To be offered at Bonhams "COLLECTORS MOTORCARS AND AUTOMOBILIA
Philadelphia Simeone Foundation Automotive Museum2 Oct 2017, 14:00 EDT"
From the Estate of Bob Mead
1900 Mobile MODEL 4 5.5HP STEAM RUNABOUT
Chassis no. 3137
2-Cylinder Double-Acting Steam Engine
Sprocket Rear Axle with Chain Drive
4-Wheel Leaf Spring Suspension
Rear Band-Type Brakes
*Ex-Harry Harrison, Harold Culp car
*Comprehensively restored by Bob Mead
*Potentially Eligible for the London to Brighton Veteran Car Run
*Fascinating alternative power vehicle
Estimate-US$ 40,000 - 50,000
£30,000 - 37,000
THE MOBILE STEAM CAR
The tale of Mobile, Locomobile and Stanley steam cars are inextricably intertwined. As recorded in the descriptions for the preceding lots, the acquisition by John Brisben Walker of the Stanley brother's Steam car business precipitated both the Locomobile business and ultimately a second Stanley company, there was a third piece of the tale, being that of the Mobile steamcar business.

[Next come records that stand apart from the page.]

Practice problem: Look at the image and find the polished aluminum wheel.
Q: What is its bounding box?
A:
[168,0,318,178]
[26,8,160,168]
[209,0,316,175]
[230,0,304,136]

Walker having sold half of his share of the Stanley entity to A. L. Barber, proceeded to fall out with his partner almost immediately. While Barber perpetuated the Locomobile business and the Stanley brothers continued to pursue their own path, Walker's severance from Barber provided him with a piece of land in Tarrytown, New York and the right to produce the Stanley. Undeterred, but certainly behind his competition, he formed the Mobile Company of America and had Stanford White design a factory to build his own steam cars. Of course, that took time and the other two ventures had some head start on Walker.
Eventually in March 1900, a new Mobile steam car was ready for sale. What Walker lost in time, he made up for with offering a broader variety of bodywork styles and was arguably more successful in courting the upper echelons of society as clients. He could count both John Jacob Astor and Charles Schwab as Mobile owners, as well as Otis of elevator fame. Sadly, production trailed his other former business partners dramatically, and ultimately Walker stepped away from the business selling his factory in Tarrytown to Maxwell-Briscoe.
Of the 600 or so Mobiles built up to 1903, the Veteran Car Club of Great Britain and other institutions record something in the order of a dozen survivors only.
THE MOTORCAR OFFERED
It is no surprise that for an avid steam car follower such as Bob Mead, an example of the third piece of the triumvirate should share the stable with the other brands spawned from the same tale.
The former owner of this car was Harry Harrison of Surfside, Florida, who according to copies of correspondence on file from him had purchased the car from an enthusiast in 1974, who in turn had purchased it from Harold Culp in the 1960s. Mr. Culp had been responsible for its restoration prior to 1965. Alas, after only a couple of years of ownership, Harrison's Locomobile was damaged in a fire. When Mead heard of the tragedy that had befallen the Locomobile, he elected to acquire the car and complete the arduous task of returning it to the road.
As ever, the exacting detail and quality of workmanship carried out by Bob Mead has ensured that the Locomobile is once again in exceptionally fine order, and with bodywork provided by Carl Amsley. A known entity for a considerably long time and conforming to its model specification, while this car has never been officially dated by any authority it has been accepted as a 1900 version of the model and as such would potentially be eligible for the London to Brighton Veteran car Run in the UK if officially dated, while on home turf it has been and would continue to be welcomed at events run by the Steam Automobile Club of America.
In its career with Mr. Mead, it has been shown at Bill Warner's Amelia Island Concours d'Elegance, and even travelled as far as San Juan, Puerto Rico to be displayed at their country's annual car show and tour in 1999.